I am not going to lie, I am tired! Like really tired! Like I could curl up on the sandy fake wood floor of this room and go to sleep. And maybe not wake up for ten hours. Not to worry, the kids are in small group while I type this. And when they get out, I have a couple already scheduled to stop by and may get a few more surprise visitors. Every time someone knocks on the door I am like who is it now but I am thrilled these kids come to me and trust me. I did see a foot today that has me a little concerned, most likely because I was reading about the bacteria in the gulf of Mexico that can cause necrotizing fasciitis. (aka flesh-eating strep). Google can be a good thing and it can be a bad thing. I always call myself the worse case scenario nurse so whatever the symptom is, I jump to the very worst thing it could be. This is so it doesn’t happen. And this folks is called magical thinking, which my counselor nazi told me does not exist. Anyway, I just went off on a huge tangent so I will try to get back to camp.

At the very first bathroom stop on the way down, I made a really stupid statement. I am not even going to repeat it because I must protect the privacy of others and my own stupid self. Well that comment must have went like straight to God’s ears because ever since then it’s been I will show you Rachel Carty Moehlmann. And he has! It’s so easy to sit and judge others by a few actions you have seen without ever getting to know the person or know their story. However, once the story comes out and God reminds you of how you fell into the same trap not long ago, its embarrassing, annoying and you really hate the God is right and you are wrong! Ok I think I just spoke morse code or something but lets just say I have a huge nice note to write this week at camp. If I tried to speak to this person, I would turn red, get tongue-tied and sound like an idiot. I have a gift for writing (thanks counselor nazi for convincing me) so I might as well use it.

Morning session was we are better together. And because I am so tired I could sleep on the floor, I am going to copy and paste Dianne Prewitt’s post from this morning.

Studies have shown that the #1 ingredient for growth in any area of life isn’t practice or learning or discipline or self-control or any of that – the #1 secret ingredient for growth is SOMEONE ELSE! King Solomon put it this way: “As iron sharpens iron, so one person sharpens another.”

I saw that on Facebook and thought it was awesome. I could have said the same thing in about a thousand extra words. The speaker challenged us to think of two people who could be our iron. And these people you have to be totally authentic with and not like the fake self that we often project.

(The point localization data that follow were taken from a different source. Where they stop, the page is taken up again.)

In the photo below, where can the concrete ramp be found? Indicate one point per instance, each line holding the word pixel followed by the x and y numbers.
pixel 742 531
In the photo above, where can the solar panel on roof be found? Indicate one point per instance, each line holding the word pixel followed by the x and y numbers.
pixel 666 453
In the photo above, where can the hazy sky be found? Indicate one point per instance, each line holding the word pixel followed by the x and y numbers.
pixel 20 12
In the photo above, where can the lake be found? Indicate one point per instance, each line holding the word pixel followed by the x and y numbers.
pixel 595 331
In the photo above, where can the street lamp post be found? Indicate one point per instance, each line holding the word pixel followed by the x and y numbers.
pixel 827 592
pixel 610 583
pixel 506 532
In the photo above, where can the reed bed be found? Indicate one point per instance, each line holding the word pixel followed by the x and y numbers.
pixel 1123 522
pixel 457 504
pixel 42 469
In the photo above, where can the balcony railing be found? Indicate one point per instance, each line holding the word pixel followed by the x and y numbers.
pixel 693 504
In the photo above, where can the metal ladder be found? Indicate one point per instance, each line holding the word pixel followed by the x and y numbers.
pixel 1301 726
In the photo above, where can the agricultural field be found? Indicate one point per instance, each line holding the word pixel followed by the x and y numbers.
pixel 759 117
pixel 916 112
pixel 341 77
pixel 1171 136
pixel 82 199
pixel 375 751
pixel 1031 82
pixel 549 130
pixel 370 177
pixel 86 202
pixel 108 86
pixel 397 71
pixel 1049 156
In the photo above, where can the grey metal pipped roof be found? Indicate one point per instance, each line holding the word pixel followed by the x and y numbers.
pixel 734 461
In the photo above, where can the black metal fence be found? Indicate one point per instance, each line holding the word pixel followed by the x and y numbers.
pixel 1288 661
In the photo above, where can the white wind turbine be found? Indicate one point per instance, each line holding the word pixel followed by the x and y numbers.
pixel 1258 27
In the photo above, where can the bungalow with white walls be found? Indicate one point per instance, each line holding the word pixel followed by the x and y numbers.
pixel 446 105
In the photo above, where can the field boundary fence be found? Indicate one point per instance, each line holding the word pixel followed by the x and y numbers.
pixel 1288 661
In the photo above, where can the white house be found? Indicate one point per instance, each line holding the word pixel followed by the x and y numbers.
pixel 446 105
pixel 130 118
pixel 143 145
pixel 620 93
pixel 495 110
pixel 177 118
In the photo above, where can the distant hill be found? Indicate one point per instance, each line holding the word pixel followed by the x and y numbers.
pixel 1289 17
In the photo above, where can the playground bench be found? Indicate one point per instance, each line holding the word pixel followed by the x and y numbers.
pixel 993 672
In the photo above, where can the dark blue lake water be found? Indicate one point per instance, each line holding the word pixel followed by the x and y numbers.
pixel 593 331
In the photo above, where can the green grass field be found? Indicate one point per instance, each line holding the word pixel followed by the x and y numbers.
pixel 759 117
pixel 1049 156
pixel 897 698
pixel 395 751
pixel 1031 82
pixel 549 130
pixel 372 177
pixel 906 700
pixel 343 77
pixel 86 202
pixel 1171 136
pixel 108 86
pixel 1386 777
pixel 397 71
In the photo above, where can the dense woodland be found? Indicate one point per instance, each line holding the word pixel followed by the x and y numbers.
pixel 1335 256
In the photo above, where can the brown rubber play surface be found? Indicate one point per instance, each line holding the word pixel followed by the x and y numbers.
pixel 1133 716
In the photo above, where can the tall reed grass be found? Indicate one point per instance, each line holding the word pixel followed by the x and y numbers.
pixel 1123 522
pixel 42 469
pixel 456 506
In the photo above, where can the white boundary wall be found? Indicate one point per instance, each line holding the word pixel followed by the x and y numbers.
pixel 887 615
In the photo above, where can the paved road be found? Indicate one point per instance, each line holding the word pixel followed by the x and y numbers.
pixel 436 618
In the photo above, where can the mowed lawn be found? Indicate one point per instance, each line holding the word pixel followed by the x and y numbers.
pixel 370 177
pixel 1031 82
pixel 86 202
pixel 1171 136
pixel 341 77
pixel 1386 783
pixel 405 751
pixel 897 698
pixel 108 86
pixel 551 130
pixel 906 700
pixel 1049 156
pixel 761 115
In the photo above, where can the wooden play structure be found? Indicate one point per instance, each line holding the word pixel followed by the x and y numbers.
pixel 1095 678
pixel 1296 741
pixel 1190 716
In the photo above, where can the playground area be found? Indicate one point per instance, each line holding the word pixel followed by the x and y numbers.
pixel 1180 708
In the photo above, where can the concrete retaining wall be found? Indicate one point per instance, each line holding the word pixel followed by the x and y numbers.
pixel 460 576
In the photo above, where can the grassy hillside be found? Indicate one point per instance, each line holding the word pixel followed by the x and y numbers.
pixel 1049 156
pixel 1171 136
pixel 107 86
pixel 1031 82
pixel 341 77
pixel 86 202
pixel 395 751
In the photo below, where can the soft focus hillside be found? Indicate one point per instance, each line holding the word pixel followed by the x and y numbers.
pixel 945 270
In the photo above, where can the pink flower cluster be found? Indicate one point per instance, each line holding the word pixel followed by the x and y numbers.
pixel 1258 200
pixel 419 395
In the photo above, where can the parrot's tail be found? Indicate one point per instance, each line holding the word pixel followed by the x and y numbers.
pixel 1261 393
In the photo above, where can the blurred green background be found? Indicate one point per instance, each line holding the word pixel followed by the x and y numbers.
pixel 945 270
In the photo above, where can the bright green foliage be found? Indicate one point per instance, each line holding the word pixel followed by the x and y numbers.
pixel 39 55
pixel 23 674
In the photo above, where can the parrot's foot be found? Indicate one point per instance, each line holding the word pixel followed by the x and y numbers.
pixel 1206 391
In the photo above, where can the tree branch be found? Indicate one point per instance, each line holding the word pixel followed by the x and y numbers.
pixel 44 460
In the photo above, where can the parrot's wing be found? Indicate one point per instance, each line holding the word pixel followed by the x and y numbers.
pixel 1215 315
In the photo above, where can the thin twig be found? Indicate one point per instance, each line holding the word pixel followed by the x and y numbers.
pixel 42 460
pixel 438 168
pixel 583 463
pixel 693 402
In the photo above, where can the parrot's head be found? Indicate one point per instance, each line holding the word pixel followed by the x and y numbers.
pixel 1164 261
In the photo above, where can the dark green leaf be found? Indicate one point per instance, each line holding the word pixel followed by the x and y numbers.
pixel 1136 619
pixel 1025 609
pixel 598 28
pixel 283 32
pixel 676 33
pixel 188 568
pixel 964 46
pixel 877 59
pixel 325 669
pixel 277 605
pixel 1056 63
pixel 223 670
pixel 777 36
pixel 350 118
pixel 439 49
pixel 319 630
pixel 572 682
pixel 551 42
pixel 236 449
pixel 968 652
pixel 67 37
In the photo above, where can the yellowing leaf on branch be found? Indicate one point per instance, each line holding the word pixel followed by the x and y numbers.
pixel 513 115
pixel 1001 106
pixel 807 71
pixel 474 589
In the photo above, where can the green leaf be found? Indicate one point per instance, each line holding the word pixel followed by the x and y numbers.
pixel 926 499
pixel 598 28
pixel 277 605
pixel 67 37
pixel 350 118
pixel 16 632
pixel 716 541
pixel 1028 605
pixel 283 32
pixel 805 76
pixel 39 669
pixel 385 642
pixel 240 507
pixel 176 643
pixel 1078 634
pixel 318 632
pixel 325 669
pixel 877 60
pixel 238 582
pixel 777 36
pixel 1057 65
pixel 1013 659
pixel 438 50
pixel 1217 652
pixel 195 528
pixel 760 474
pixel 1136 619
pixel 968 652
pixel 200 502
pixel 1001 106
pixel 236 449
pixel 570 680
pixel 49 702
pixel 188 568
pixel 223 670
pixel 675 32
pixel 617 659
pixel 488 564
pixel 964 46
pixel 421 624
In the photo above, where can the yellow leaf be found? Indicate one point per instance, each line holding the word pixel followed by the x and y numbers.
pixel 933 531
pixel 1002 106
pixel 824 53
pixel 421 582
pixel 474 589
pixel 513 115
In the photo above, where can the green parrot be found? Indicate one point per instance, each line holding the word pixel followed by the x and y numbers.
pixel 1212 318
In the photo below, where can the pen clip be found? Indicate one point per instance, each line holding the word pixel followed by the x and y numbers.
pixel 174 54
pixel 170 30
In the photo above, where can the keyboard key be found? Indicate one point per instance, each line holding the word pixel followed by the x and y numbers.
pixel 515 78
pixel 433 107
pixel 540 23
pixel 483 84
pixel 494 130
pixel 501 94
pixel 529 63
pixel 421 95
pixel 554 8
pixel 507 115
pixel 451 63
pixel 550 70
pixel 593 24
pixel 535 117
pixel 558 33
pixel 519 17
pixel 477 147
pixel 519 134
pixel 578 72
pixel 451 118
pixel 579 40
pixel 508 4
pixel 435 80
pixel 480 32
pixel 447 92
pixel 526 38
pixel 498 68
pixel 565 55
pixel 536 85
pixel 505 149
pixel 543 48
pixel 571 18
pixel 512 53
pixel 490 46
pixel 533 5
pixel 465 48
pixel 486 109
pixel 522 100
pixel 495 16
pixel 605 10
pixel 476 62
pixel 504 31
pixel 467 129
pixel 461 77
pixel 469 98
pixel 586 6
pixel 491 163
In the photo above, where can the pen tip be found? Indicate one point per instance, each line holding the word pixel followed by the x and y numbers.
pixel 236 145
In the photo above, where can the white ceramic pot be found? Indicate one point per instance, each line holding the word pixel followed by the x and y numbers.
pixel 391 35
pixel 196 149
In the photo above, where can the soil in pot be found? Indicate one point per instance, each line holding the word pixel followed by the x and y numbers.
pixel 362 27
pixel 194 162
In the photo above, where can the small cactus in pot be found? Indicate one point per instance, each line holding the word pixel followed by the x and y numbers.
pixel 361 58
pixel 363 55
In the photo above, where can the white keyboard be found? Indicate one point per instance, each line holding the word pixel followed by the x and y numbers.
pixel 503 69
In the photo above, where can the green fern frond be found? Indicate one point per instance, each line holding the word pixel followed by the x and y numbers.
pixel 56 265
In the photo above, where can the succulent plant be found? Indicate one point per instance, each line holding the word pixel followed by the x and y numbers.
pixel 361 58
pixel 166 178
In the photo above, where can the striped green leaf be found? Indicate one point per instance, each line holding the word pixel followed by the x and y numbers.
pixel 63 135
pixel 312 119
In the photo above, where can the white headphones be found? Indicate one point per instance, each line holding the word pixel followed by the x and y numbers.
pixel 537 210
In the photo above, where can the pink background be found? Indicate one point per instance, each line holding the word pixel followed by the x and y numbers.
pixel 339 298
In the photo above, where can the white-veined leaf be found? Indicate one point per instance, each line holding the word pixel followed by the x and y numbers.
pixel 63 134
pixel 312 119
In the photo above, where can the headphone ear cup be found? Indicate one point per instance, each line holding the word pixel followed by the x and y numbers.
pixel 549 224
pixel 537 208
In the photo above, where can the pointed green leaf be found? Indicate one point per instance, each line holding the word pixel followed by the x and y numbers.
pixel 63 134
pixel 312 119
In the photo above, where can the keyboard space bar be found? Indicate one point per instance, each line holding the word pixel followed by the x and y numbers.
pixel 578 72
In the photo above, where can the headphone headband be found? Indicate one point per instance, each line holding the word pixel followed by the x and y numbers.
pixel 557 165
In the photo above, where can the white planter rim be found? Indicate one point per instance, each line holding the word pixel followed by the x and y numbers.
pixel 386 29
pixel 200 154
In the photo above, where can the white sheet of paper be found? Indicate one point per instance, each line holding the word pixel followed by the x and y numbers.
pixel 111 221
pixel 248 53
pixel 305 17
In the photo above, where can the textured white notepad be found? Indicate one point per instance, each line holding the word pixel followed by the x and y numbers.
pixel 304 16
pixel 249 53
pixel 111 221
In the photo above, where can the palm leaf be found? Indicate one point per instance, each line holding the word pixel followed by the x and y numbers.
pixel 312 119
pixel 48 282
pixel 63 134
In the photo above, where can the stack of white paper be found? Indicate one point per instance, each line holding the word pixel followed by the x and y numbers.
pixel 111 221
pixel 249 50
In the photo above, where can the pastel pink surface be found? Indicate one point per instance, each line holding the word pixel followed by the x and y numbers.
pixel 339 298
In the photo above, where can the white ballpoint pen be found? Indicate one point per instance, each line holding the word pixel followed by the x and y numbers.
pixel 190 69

Tonight’s session~we are human. Dianne is in small group so she hasn’t posted anything so I can’t borrow it. I had a really hard time concentrating as my mind was all over the place. But basically bad things are going to happen. God came down in human form so he knows what you experience as he experienced it. He will stand with you and he will win for you. Well he already won for us with defeating death and the enemy.

That is camp day 2. If this makes no sense please refer back to the first four sentences of this blog. I plan to get up early tomorrow as it is a 2 mile walk day. Hopefully, I can squeeze a nap in at some point! Today I was dead to the world when someone knocked on the door, and I remember thinking who is knocking at 2:30 in the morning. It was actually 2:30 in the afternoon and I had a 30 minute sleep like the dead which helped but not enough to fix all this rambling.

Mole moral~I can barely think straight on a normal day, add camp, no sleep and God pounding on me and I am a lost cause!